All the descriptions suggest these places are popular with young, urbane, aristocratic party dogs who like cocktails I’ve never heard of. I’m not sure how a 50-something pale-skin from Kinsale will fit in around the next Prince of Liechtenstein.
And I don’t need to be reminded that I’m more aching hip than achingly hip.
My guess is we’ll go for one or two roof-toppers early, before getting back down to street level, where we belong.
My last bit of research involves breakfast. This is vital — we’ve all seen that hungover and hungry couple bickering over where they should go for breakfast.
It’s the most important meal of the day in more ways than one — a quick breakfast in Palma search on TripAdvisor tells me I’d be a fool to miss the Rosevelvet Bakery, down the street from our hotel.
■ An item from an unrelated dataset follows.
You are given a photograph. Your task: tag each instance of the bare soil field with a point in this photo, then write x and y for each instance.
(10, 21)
My preparation is done, I’m ready to go.
Two hours after we arrive at to the hotel, I actually feel like crying.
I’d forgotten the golden rule of going to Spain — the only places open in the afternoon are tourist traps that are really good at opening packets of food, frying them and then charging you a fortune to eat them off a plastic table.
At least the people watching was off the scale, so we settled for trying to figure out if people were British or Irish based on their sunburn.
Things took a turn for the better when we found out there’s a rooftop bar in our hotel, the Innside Palma Center.
I didn’t spot the Prince of Liechtenstein up there, it was mainly people my age in swimwear sweatily trying to catch a bit of sun.
We didn’t let them put us off a cocktail or two.
After that, TripAdvisor took control. We made it to Bar Espana later, a bit gin rowdy and starving.
The food was off the scale delicious, the wine was better, we both fancied our waiter and the bill was about 40 quid. Go there if you go to Palma, just make sure you book.
Breakfast was so good in the Rosevelvet Bakery the next morning, we went there for the next two mornings after that. Later that night, we went to La Juanita Cuina Fresca, for the make-or-break restaurant experience.
It was a small place with a set menu, cooked by the owner, all seafood, there was a soup in there and baby squid and broad beans and a dessert with sesame and yoghurt which should be made illegal it was so good.
I’m no food writer, but the chef was flopped down taking a break outside the restaurant as we were leaving, and I was this close to giving him a hug.
It was one of the best meals of my life, my wife loved it too.
I’ll definitely go there on our next trip — unless TripAdvisor tells me to go elsewhere.